You got the exact same color I get with mine.

You must get some of these----------->>
	

	
	
		
		



		
		
	


	






Thanks for showing,
Bearcarver


----------



## rbranstner (Apr 21, 2010)

I love smoked salmon! Looks like you did a great job.


----------



## hernando (Apr 21, 2010)

That salmon looks good.

I gotta tell you, I ain't a texas fan but hat is an awesom little smokehouse you got there.


----------



## macbillybob (Apr 21, 2010)

Yea, I was concerned for a while there but the color developed just like I was looking for.
I glazed 4 pieces with Dutch's maple glaze. I added some Sambal to spice it up a little. I think that is a hit also.


----------



## freshmeat (Apr 21, 2010)

This looks very tasty!  I would like to try this.

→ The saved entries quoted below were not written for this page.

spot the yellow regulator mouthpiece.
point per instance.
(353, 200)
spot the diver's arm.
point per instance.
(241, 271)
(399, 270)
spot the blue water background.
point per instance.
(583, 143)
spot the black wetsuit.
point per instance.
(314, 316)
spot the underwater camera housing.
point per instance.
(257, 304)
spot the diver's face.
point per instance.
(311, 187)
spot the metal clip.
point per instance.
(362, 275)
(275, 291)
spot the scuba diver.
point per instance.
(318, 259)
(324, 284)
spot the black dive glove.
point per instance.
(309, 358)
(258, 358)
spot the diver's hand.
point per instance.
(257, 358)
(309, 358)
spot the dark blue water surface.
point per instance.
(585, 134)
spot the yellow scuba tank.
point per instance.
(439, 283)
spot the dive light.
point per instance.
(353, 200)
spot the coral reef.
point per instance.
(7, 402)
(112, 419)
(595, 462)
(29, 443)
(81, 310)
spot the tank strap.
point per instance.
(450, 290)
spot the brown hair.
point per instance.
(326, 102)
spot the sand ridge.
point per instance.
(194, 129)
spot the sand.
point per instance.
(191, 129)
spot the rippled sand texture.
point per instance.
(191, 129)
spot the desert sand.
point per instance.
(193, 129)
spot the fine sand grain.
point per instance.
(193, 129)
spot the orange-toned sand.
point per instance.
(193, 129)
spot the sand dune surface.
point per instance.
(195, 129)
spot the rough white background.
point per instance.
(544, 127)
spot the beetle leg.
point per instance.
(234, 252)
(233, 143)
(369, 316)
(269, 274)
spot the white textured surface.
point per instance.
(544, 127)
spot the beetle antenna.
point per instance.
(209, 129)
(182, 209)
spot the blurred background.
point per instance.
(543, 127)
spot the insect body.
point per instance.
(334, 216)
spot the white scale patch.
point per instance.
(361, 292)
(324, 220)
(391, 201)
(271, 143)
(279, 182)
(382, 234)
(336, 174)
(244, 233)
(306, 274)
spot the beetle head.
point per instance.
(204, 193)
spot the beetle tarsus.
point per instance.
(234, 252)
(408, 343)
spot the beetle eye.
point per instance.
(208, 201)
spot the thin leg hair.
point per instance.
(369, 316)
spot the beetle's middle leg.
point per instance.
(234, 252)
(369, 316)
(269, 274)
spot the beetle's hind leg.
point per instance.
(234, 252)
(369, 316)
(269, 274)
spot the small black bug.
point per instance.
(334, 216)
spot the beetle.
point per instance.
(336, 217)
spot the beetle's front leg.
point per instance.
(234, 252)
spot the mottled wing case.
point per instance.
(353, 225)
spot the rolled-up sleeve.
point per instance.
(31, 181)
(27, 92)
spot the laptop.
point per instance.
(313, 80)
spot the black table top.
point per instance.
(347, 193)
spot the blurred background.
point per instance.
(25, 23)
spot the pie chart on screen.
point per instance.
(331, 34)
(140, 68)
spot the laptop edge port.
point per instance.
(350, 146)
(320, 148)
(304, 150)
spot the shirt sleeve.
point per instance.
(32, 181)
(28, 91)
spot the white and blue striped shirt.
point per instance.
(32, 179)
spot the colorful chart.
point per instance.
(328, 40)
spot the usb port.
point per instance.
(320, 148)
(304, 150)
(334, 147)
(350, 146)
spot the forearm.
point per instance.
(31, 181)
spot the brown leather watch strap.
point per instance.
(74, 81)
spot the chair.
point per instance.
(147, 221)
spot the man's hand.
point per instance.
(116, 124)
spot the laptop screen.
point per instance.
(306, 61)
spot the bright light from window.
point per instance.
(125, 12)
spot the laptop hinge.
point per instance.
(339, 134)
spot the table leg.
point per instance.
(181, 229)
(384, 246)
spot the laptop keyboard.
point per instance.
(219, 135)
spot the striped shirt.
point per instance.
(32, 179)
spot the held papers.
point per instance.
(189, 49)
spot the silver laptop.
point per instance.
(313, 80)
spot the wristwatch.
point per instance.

What were the details of the smoke?  Temp of chamber, how long, did you pull at specific internal temp?


----------



## wingrider1 (Apr 21, 2010)

Great looking Salmon...Looking so good i wish I had a piece.


----------



## macbillybob (Apr 21, 2010)

Check out the post by Bearcarver, this is a good guideline.

http://www.smokingmeatforums.com/for...ad.php?t=91264


----------



## caveman (Apr 22, 2010)

Nice huge fillets.  Good looking smoke!


----------



## roller (Apr 22, 2010)

That is the richest meat you will ever smoke..and I sure is good...Great job.


----------



## macbillybob (Apr 27, 2010)

Second batch is in the smoker today. The first try was a huge hit. I hardly got any. If this time is as good as the last (and I don't know why it wouldn't be) I am going to have to do 10 lbs next time.


----------